Além disso, sua garra e vontade para defender a camisa azul e branca sempre foi admirável. Em 2007, para defender a seleção, ele abdicou quase totalmente de suas férias para poder disputar a Copa América. O povo argentino interpretou esse gesto como se o jogador estivesse declarando um amor incondicional ao país, aumentando ainda mais sua popularidade e o tamanho de sua representatividade.

Em contrapartida, Tévez passou por um momento conturbado em 2011. Na Copa América daquele ano, em que a Argentina foi a anfitriã, o jogador foi o único a desperdiçar uma cobrança na disputa de pênaltis que resultou na eliminação para o Uruguai, um rival histórico. O povo argentino deixou-se levar pela raiva e deixou de lado, por um momento, o amor que sentia por Carlitos. A ironia desse caso está no fato que o então treinador da argentina, Sergio Batista, anunciou que não levaria o craque para a competição. Foi através do apelo público que Batista repensou sua decisão.

Tévez no Brasil

Dada a rivalidade entre brasileiros e argentinos no futebol, dificilmente um hermano vira ídolo em um clube brasileiro. Carlitos não só virou um ídolo no Corinthians como, também, passou a ter admiradores por todos os outros clubes daqui, inclusive nos rivais. Tévez chegou ao Brasil em 2005, sendo a transferência mais cara da história do futebol brasileiro naquele momento. A discussão sobre isso é pertinente até hoje, uma vez que até 2019 continuou ocupando essa posição, mesmo em um mercado cada vez mais inflacionado.

A passagem de Carlitos vai além de números, e isso se deve ao fato da semelhança da origem do jogador com grande parte da torcida corinthiana, conhecida por ser da massa popular. A identificação de torcedores com a personalidade e origem de um atleta facilita muito a transição de um jogador bom para um ídolo.

O argentino marcou 20 gols, dois gols a menos que o artilheiro Romário, e foi campeão do brasileirão de 2005. (Foto: Djalma Vassão / Gazeta PRess)
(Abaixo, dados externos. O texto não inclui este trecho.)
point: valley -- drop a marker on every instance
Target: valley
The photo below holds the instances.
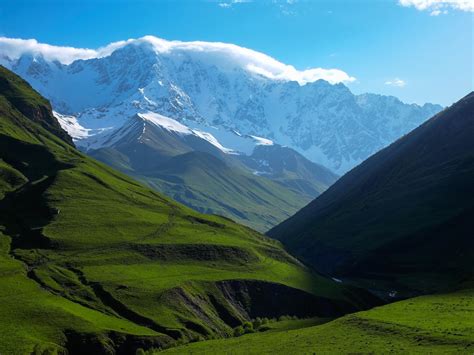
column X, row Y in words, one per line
column 201, row 197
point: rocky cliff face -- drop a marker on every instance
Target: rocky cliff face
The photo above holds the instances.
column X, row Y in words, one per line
column 326, row 123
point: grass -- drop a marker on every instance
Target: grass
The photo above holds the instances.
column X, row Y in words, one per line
column 437, row 324
column 92, row 261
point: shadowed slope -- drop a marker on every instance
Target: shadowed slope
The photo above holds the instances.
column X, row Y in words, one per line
column 403, row 219
column 93, row 262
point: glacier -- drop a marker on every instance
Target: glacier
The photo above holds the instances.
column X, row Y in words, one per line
column 231, row 96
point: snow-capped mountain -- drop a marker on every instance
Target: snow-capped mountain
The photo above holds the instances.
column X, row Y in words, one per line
column 223, row 91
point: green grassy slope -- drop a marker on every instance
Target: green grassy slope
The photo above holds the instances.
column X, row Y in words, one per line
column 197, row 174
column 92, row 261
column 437, row 324
column 403, row 219
column 207, row 184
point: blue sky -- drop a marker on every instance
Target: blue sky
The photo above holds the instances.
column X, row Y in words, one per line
column 404, row 51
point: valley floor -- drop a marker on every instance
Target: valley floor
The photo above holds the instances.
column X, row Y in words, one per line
column 428, row 324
Pra fechar com chave de ouro, logo em seu primeiro ano no time paulista, conquistou o campeonato brasileiro e foi eleito o craque da competição. A partir daquele momento o argentino entrou de vez no coração da torcida corinthiana, e até alguns anos atrás seu nome era pedido em toda janela de transferência.

É comum que jogadores bem sucedidos nos clubes brasileiros exerçam certa influência no nosso povo. O caso mais recente é o de Gabriel Barbosa, do Flamengo. Basta entrar nas redes sociais que imagens de pessoas tentando imitar o estilo do penteado ou a comemoração do atacante surgem na tela. Com Tévez não foi diferente. Era recorrente crianças brincarem de futebol em suas casas e comemorarem dançando cumbia, assim como cortarem o cabelo ao estilo do craque, que na época ostentava um visual bem peculiar.

Tévez Hoje em Dia

Tévez cumprimenta Maradona com um selinho antes da decisão do campeonato argentino de 2020. (Foto: Juan Ignacio/ EFE)

Depois de ter rodado o mundo mostrando seu talento e carisma e ter disputado duas copas do mundo, hoje Carlitos está com 36 anos e voltou ao lugar que o projetou no futebol, por amor: o Boca Juniors.

Mesmo com todo o dinheiro e sucesso que conseguiu, Tévez sempre carregou Fuerte Apache consigo e nunca esqueceu aqueles que mais o ajudaram. O craque é casado com Vanessa Mansilla e preserva bastante a imagem de sua família, diferente de muitos jogadores nas redes sociais. O craque não mede esforços, mas tem os pés no chão com os três filhos Kate, Florencia e Lito:

“Eles vivem em outra dimensão, um contexto diferente do que eu vivi na infância. Claro que quero dar sempre o melhor para eles, o melhor celular, Ipad… mas preciso dizer a eles que estudem e que o Ipad custa caro. Eu gosto de levá-los ao bairro e mostrar a eles que para as outras crianças é muito difícil conseguir tudo isso. Quero que eles comparem e abram a cabeça.”

Cartaz de divulgação da série sobre a vida de Carlitos.

A infância do jogador em Fuerte Apache é tão intensa que deu origem a uma série. Quem for fã de futebol e quiser saber um pouco mais sobre sua vida, pode assistir “Apache A Vida De Carlos Tévez”, um relato emocionante de história de superação.

Passagens como a fuga da concentração com o objetivo de comemorar o aniversário do amigo e até mesmo a história da saída do All Boys estão presentes no documentário.

Esse é o primeiro texto da série “Los ricos de la pobreza”, aqui n’O Contra-Ataque, que conta a origem de jogadores latino-americanos.